Finally, we provide an instance for NoConstructors.
instance treeEncodeNoConstructors :: TreeEncode G.NoConstructors where
treeEncode _ = unsafeCrashWith "unreachable"
instance treeDecodeNoConstructors :: TreeDecode G.NoConstructors where
treeDecode _ = Nothing
Now that we have the right instances for all of the real generic representation
types, we can write versions of genericTreeEncode
and genericTreeDecode
which use the real Generic class and the metadata types:
genericTreeEncode'
:: forall a rep. G.Generic a rep => TreeEncode rep => a -> Tree String
genericTreeEncode' =
treeEncode <<< G.from
genericTreeDecode'
:: forall a rep. G.Generic a rep => TreeDecode rep => Tree String -> Maybe a
genericTreeDecode' =
map G.to <<< treeDecode
Note that these are basically the same as the genericTreeEncode
and
genericTreeDecode
functions we already defined, except we are using the
real Generic class from Data.Generic.Rep.

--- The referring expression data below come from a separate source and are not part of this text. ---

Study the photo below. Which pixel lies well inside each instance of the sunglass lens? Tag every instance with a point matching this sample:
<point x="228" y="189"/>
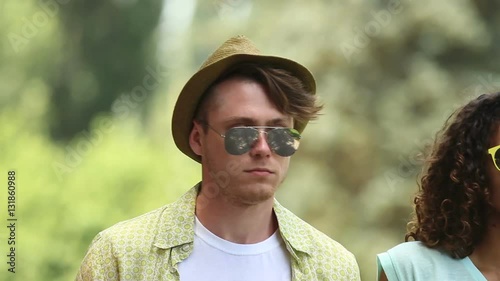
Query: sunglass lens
<point x="239" y="140"/>
<point x="283" y="141"/>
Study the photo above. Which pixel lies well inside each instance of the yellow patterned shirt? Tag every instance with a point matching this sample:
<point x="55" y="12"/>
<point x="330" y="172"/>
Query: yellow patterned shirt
<point x="151" y="246"/>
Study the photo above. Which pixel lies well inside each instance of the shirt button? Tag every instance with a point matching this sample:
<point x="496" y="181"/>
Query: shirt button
<point x="186" y="248"/>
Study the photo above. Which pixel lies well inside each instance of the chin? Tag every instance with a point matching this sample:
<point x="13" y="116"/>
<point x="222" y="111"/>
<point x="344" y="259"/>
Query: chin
<point x="256" y="193"/>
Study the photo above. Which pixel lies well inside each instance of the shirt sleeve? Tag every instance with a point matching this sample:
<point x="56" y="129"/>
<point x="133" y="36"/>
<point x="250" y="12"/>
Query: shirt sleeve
<point x="385" y="264"/>
<point x="99" y="262"/>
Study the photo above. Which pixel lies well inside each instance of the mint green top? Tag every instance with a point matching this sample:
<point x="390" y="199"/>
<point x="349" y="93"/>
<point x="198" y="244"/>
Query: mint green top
<point x="150" y="247"/>
<point x="413" y="261"/>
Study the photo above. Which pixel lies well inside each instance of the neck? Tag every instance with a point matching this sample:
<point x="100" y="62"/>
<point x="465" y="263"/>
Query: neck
<point x="486" y="255"/>
<point x="236" y="222"/>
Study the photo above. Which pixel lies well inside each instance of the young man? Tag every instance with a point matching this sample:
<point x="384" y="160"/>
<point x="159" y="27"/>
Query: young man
<point x="240" y="116"/>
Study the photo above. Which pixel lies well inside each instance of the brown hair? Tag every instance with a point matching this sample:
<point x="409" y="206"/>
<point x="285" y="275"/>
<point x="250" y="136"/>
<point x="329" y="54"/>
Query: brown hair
<point x="453" y="202"/>
<point x="287" y="92"/>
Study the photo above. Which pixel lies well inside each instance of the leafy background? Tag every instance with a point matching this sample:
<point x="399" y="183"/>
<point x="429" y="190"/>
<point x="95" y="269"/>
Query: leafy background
<point x="88" y="133"/>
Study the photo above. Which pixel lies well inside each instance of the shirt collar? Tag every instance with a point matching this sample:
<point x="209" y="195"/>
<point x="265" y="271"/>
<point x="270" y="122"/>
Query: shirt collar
<point x="292" y="229"/>
<point x="176" y="223"/>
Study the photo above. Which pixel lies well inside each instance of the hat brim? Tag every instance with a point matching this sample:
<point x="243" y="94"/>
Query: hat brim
<point x="184" y="110"/>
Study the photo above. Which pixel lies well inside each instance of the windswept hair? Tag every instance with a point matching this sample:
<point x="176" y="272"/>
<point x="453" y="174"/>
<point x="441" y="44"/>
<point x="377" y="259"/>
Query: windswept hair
<point x="453" y="202"/>
<point x="286" y="91"/>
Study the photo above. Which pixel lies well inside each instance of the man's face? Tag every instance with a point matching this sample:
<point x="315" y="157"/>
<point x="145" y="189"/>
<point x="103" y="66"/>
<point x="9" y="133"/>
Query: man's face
<point x="254" y="176"/>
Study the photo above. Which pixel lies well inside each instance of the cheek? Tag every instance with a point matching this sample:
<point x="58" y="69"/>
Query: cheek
<point x="284" y="162"/>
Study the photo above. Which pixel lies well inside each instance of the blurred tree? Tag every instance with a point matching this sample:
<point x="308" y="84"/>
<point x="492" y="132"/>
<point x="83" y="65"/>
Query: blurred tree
<point x="106" y="51"/>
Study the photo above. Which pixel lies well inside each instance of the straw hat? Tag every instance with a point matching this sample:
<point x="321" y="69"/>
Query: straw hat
<point x="236" y="50"/>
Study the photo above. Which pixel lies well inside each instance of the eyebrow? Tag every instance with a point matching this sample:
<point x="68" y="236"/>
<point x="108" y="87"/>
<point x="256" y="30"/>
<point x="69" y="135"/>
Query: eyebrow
<point x="246" y="120"/>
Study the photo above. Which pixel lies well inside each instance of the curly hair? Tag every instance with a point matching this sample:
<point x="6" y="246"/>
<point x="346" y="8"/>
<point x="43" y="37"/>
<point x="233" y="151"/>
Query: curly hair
<point x="453" y="201"/>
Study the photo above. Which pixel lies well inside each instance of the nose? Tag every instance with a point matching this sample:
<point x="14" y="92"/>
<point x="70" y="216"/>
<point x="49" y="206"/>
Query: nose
<point x="260" y="147"/>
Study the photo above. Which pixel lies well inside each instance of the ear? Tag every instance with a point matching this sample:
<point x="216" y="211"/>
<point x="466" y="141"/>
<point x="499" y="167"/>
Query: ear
<point x="195" y="139"/>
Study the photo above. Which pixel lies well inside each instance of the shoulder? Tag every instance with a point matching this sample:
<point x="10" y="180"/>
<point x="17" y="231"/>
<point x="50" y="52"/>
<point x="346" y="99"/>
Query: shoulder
<point x="324" y="254"/>
<point x="141" y="229"/>
<point x="415" y="249"/>
<point x="414" y="261"/>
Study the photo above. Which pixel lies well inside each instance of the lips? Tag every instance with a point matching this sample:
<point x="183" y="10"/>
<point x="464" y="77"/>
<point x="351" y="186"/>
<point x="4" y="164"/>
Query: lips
<point x="259" y="170"/>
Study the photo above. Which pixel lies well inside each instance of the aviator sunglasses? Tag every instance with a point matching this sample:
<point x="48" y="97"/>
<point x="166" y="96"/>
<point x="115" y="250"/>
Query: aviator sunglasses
<point x="495" y="155"/>
<point x="239" y="140"/>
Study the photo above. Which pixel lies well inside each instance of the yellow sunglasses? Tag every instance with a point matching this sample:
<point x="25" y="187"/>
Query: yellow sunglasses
<point x="495" y="155"/>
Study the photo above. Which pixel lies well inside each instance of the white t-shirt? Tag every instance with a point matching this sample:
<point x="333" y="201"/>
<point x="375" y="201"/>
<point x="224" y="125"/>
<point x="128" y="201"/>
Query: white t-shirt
<point x="214" y="258"/>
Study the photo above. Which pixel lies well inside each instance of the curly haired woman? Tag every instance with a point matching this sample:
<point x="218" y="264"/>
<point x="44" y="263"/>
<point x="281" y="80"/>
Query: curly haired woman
<point x="456" y="226"/>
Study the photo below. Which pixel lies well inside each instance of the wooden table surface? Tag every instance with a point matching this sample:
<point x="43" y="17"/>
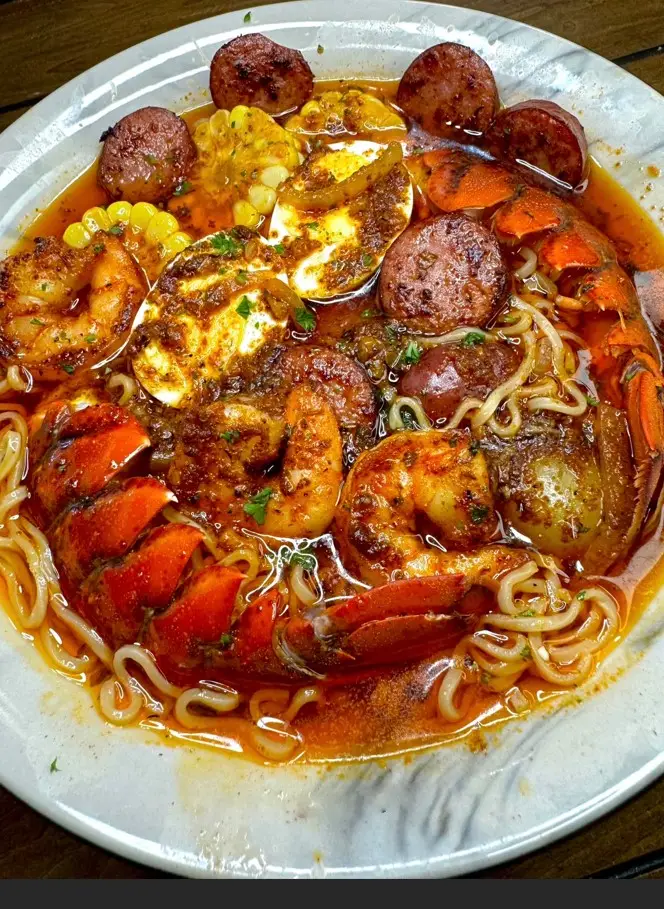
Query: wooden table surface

Phew! Let’s check that works:
main2 :: Effect Unit
main2 = do
testRoundTrip "pikachu" pikachu
testRoundTrip "paralyzed" Paralyzed
testRoundTrip "poisoned" (Poisoned BadPoison 4)
where
testRoundTrip ::
forall a rep.
G.Generic a rep =>
TreeEncode rep =>
TreeDecode rep =>
Eq a =>
Show a =>
String -> a -> Effect Unit
testRoundTrip msg a = do
log "======"
log $ "Testing roundtrip: " <> msg
log $ "Initial value: " <> show a
log $ "Encoded: " <> show (genericTreeEncode' a)

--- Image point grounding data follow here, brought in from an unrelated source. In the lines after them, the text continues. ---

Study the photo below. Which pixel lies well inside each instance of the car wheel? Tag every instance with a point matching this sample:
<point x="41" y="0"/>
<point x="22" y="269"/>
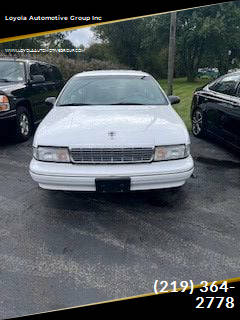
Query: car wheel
<point x="24" y="125"/>
<point x="198" y="128"/>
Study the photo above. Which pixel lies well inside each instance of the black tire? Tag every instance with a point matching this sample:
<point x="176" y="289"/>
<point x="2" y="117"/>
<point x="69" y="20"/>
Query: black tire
<point x="198" y="123"/>
<point x="24" y="127"/>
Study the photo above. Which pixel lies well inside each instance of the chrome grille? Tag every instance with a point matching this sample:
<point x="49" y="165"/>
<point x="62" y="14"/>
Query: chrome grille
<point x="111" y="155"/>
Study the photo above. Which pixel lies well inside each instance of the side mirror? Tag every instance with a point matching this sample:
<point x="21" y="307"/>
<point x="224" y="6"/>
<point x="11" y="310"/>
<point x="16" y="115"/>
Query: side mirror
<point x="50" y="101"/>
<point x="174" y="99"/>
<point x="37" y="78"/>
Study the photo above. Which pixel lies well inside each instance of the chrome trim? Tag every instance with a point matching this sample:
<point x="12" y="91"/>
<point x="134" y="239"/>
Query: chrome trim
<point x="122" y="155"/>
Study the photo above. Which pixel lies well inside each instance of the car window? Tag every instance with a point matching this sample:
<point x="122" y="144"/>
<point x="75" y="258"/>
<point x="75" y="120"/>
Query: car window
<point x="109" y="90"/>
<point x="12" y="71"/>
<point x="35" y="69"/>
<point x="56" y="73"/>
<point x="46" y="71"/>
<point x="226" y="85"/>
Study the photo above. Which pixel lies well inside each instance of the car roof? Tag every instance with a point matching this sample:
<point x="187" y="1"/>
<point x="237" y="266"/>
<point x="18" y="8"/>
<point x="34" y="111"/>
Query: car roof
<point x="111" y="72"/>
<point x="25" y="60"/>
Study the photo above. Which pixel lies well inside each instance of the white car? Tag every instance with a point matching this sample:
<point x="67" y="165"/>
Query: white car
<point x="111" y="131"/>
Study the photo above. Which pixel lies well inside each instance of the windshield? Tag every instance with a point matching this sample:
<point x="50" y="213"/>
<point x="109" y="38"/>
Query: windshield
<point x="112" y="90"/>
<point x="11" y="71"/>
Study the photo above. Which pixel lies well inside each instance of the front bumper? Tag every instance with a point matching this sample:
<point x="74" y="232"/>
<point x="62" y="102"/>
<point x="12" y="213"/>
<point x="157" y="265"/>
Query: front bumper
<point x="144" y="176"/>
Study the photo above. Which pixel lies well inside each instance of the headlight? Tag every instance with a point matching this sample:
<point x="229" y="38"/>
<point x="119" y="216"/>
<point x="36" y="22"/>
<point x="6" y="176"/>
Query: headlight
<point x="171" y="152"/>
<point x="4" y="103"/>
<point x="51" y="154"/>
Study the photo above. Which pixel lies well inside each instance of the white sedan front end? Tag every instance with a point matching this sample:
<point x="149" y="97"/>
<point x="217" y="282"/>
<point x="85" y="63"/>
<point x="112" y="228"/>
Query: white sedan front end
<point x="111" y="147"/>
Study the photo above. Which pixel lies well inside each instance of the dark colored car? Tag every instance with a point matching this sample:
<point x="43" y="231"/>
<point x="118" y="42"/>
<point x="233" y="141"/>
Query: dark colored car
<point x="24" y="87"/>
<point x="215" y="109"/>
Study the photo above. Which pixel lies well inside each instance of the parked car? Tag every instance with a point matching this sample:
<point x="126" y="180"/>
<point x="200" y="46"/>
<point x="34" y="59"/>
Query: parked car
<point x="215" y="109"/>
<point x="24" y="86"/>
<point x="111" y="131"/>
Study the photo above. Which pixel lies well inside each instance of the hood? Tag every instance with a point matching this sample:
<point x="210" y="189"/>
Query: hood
<point x="111" y="126"/>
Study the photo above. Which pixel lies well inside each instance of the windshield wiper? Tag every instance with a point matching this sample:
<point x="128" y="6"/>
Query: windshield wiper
<point x="74" y="104"/>
<point x="5" y="80"/>
<point x="126" y="103"/>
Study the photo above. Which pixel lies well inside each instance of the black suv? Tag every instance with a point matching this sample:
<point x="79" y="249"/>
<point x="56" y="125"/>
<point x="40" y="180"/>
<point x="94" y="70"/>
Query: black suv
<point x="24" y="87"/>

let roundTripped = genericTreeDecode' (genericTreeEncode' a)
log $ "Round trips successfully? " <> if roundTripped == Just a then "Yes" else "No"

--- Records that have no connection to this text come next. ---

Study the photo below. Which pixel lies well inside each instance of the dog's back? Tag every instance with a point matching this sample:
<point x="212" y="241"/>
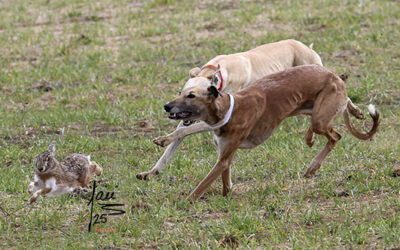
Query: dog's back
<point x="293" y="89"/>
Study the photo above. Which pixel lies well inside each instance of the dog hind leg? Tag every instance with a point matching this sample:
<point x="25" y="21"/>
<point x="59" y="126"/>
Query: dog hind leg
<point x="226" y="181"/>
<point x="329" y="104"/>
<point x="310" y="137"/>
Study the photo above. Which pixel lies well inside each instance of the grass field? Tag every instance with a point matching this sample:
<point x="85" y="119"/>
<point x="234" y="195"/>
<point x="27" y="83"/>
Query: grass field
<point x="92" y="77"/>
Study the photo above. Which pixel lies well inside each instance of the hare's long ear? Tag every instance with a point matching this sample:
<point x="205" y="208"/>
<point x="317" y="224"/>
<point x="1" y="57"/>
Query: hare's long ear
<point x="52" y="149"/>
<point x="194" y="72"/>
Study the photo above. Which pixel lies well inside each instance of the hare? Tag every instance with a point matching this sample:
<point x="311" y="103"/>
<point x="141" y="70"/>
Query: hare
<point x="54" y="178"/>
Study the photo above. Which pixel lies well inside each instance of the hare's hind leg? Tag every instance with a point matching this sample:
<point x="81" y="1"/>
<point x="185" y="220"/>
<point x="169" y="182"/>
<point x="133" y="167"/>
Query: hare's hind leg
<point x="95" y="168"/>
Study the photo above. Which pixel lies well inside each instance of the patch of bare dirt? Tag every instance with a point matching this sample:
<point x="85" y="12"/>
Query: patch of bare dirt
<point x="30" y="133"/>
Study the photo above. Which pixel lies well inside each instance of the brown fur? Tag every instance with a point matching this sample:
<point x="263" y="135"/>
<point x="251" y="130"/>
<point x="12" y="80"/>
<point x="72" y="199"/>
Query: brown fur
<point x="75" y="171"/>
<point x="237" y="71"/>
<point x="260" y="108"/>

And yes, that’s giving us a much nicer encoding:
Tree "Pokémon"
[ Tree "Pikachu" []
, Tree "50" []
, Tree "Electric" []
, Tree "Nothing" []
]
Hopefully you now have a slightly better understanding of why the Generic class looks the way it does, and what exactly is going on underneath, so that you can write your own Generic deriving mechanisms and cut right through all that boilerplate you’ve been struggling with. For further inspiration and examples on how to use Generic to derive type class instances, I recommend reading the generics-rep and argonaut-generic packages. Happy deriving!